Proposed Wage Rules for H-1B Visa Holders Face Legal Scrutiny
A report has suggested that a rule proposed by the Trump administration, which seeks to mandate higher prevailing wages for H-1B visa holders and other employment-based immigrants, is likely to be illegal. The analysis indicates that private wage surveys, deemed by experts as the most reliable indicators of market wages, align well with the current prevailing wage system. Under the new Department of Labor proposals, employers may be compelled to pay H-1B professionals up to 33 percent more than the market rate for similar roles in the United States. Legal experts argue that U.S. immigration law does not authorize the Department of Labor to impose such wage premiums on employers.
H-1B Visas and Market Dynamics
The H-1B temporary visa serves as a critical pathway for highly skilled foreign professionals seeking long-term employment in the United States. Employers are required to pay at least the higher of the actual wage or the prevailing wage that similar U.S. professionals receive. Recruiting agencies from American universities have reported that international students account for approximately 75 to 80 percent of full-time graduate students in artificial intelligence-related fields, including computer science.
Impact of Increased Wage Requirements on Foreign Workers
These proposed rules risk displacing many highly skilled foreign workers from the U.S. labor market. They form part of a broader trend of restrictive policies targeting even the most educated individuals. For instance, in September 2025, the Trump administration implemented a $100,000 fee for new H-1B visa applicants. Moreover, on May 21, U.S. Citizenship and Immigration Services indicated that the requirement for green card applications to be processed at understaffed consulates could hinder many applicants from transitioning to permanent residency. The agency also noted a significant rise in denial rates for categories like Extraordinary Ability Aliens and National Interest Waivers during the last quarter of 2025.

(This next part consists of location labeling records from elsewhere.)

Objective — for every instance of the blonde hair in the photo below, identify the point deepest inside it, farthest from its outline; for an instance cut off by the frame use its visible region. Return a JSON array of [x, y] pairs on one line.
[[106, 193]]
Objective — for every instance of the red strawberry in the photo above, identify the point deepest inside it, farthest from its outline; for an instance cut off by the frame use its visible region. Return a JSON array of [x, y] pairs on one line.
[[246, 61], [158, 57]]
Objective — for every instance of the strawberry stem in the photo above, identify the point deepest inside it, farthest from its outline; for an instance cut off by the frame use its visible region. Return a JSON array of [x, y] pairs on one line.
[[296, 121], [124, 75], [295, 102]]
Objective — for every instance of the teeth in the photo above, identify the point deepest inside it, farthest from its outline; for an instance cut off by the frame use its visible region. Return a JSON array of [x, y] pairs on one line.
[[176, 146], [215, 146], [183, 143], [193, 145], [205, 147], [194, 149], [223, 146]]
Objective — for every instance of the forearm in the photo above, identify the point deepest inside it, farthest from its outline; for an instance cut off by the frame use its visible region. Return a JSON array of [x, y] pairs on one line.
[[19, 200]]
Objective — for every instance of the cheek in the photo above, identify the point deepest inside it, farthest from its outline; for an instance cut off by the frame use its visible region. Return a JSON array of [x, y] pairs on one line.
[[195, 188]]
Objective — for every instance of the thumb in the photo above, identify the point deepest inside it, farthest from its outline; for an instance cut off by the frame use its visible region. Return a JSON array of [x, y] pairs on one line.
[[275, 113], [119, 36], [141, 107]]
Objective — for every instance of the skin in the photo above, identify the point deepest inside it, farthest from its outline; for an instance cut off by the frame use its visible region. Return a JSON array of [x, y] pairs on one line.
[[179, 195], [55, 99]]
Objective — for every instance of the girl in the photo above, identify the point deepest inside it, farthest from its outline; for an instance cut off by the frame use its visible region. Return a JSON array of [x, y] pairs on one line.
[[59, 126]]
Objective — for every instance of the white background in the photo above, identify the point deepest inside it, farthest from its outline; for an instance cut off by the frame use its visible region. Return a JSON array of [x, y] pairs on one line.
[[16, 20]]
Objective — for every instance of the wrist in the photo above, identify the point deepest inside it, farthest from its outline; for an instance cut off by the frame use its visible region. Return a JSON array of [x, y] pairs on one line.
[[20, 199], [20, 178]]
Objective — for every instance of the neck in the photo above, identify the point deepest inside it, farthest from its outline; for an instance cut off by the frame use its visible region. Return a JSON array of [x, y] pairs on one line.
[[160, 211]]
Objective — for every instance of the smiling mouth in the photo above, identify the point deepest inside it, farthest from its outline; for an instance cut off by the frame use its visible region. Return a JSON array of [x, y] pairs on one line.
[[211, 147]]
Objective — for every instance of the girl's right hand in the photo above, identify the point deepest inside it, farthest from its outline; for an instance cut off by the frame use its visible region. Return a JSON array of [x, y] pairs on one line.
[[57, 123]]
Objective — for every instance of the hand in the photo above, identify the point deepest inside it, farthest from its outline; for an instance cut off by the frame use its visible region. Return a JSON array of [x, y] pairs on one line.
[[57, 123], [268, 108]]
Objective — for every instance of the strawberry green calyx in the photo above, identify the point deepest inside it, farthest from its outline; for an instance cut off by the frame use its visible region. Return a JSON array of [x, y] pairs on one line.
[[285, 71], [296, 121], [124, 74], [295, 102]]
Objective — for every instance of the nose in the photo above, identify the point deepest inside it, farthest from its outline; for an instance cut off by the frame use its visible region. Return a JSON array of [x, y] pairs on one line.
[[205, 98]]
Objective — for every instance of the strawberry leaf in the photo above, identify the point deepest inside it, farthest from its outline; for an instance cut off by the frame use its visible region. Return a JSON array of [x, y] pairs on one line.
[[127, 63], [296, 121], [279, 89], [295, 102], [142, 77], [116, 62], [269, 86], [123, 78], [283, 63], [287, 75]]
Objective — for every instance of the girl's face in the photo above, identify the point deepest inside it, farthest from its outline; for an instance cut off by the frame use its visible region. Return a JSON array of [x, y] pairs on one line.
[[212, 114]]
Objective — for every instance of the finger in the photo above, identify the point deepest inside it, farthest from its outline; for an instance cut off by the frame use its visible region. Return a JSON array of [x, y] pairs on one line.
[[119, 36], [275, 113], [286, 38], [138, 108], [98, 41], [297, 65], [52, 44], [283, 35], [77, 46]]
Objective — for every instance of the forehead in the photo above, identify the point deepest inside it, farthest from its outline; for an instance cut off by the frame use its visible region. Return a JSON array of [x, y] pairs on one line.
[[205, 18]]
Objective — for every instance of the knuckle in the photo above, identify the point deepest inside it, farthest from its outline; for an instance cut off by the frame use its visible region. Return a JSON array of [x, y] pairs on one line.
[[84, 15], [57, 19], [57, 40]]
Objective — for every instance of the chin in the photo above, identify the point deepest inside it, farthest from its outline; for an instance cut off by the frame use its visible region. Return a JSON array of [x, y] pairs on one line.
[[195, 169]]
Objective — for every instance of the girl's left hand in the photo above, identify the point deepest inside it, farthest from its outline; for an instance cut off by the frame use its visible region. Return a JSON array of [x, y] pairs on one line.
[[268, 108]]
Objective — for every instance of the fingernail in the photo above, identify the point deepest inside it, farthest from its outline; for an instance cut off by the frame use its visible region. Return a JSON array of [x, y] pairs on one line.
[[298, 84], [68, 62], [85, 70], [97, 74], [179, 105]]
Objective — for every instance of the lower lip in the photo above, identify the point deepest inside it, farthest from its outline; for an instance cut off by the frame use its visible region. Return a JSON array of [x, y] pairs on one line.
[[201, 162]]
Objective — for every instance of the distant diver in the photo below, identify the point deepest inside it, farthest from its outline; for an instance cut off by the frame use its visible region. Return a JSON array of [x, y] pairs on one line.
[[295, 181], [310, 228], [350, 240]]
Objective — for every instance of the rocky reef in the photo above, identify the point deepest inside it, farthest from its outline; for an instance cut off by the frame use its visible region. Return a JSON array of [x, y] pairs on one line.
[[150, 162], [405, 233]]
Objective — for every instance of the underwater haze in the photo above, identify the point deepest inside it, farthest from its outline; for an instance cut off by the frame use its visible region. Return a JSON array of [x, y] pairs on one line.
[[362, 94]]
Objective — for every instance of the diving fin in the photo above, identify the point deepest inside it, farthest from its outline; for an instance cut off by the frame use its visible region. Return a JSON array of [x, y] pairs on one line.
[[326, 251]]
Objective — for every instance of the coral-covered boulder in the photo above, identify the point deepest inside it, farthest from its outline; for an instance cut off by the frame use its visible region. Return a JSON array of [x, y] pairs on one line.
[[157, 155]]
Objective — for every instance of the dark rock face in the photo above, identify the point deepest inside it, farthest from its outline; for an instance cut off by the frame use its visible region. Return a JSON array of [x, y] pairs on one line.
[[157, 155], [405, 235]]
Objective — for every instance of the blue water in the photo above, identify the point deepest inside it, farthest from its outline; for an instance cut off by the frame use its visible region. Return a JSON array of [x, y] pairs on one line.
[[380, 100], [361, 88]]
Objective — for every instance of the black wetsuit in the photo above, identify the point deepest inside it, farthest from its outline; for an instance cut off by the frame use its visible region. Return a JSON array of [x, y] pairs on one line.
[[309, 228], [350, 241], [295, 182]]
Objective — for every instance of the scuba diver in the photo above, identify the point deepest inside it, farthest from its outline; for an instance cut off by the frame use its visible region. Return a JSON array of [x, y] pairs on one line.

Significant Salary Increases Proposed for H-1B Workers
In March, the Department of Labor proposed rules requiring employers to offer considerably higher salaries to H-1B visa holders, surpassing what similar U.S. professionals earn. However, a recent study has highlighted substantial flaws in these proposals, suggesting they may not withstand legal challenges. Following a June 2024 Supreme Court ruling against Roper Bright Enterprises, it was clarified that courts must independently verify if a government agency acted within its statutory boundaries without deference to the agency’s legal interpretations.
Discrepancies in Salary Analysis
The National Policy Foundation’s analysis underlined that the Department of Labor’s proposed rules are inconsistent with U.S. immigration law, mandating salaries that far exceed legal requirements. The analysis conducted by NFAP examined private wage data and concluded that the existing prevailing wage system is remarkably accurate. They found that the difference between current Department of Labor wages and those reported in a private survey by Willis Towers Watson is a mere 1 percent for entry-level positions across major H-1B occupations. This finding was consistent across ten major metropolitan areas, including New York City and Los Angeles.
Questionable Assumptions in Wage Rule Justifications
The wage rules proposed by the Department of Labor are grounded in questionable assumptions, such as the notion that H-1B workers earn less than their U.S. counterparts and that the existing wage structure is inadequate. Contrary to these claims, various studies have shown that many H-1B visa holders earn equal to or even higher salaries than comparable U.S. professionals. Research from George Mason University found that H-1B visa holders could earn up to 6 percent more than their U.S. counterparts. Similarly, findings from the University of Maryland suggested that non-U.S. citizen IT professionals do not necessarily earn less than their American peers.
Concerns Encompassed in New Calculations for Prevailing Wages
Critics of the proposal argue that the Department of Labor’s calculations obscure meaningful comparisons by mixing data across vastly different experience levels. For example, many H-1B applicants are early-career professionals, while the existing benchmarks may include individuals with significantly more experience. NFAP has raised concerns that the averages presented distort the actual salary landscape by including variables that cannot be factored into H-1B applications, like side jobs or bonuses. As a result, the proposed salary increases—averaging 33 percent for Level I positions and lower percentages for higher tiers—would create significant economic strain on employers.
Industry analysts warn that new regulations could compel employers to raise salaries significantly above market norms or leave essential roles unfilled, exacerbating talent shortages in high-skill sectors. Comments regarding these proposed regulations are due by May 26, and a final version could be enacted prior to the next H-1B registration period in March 2027.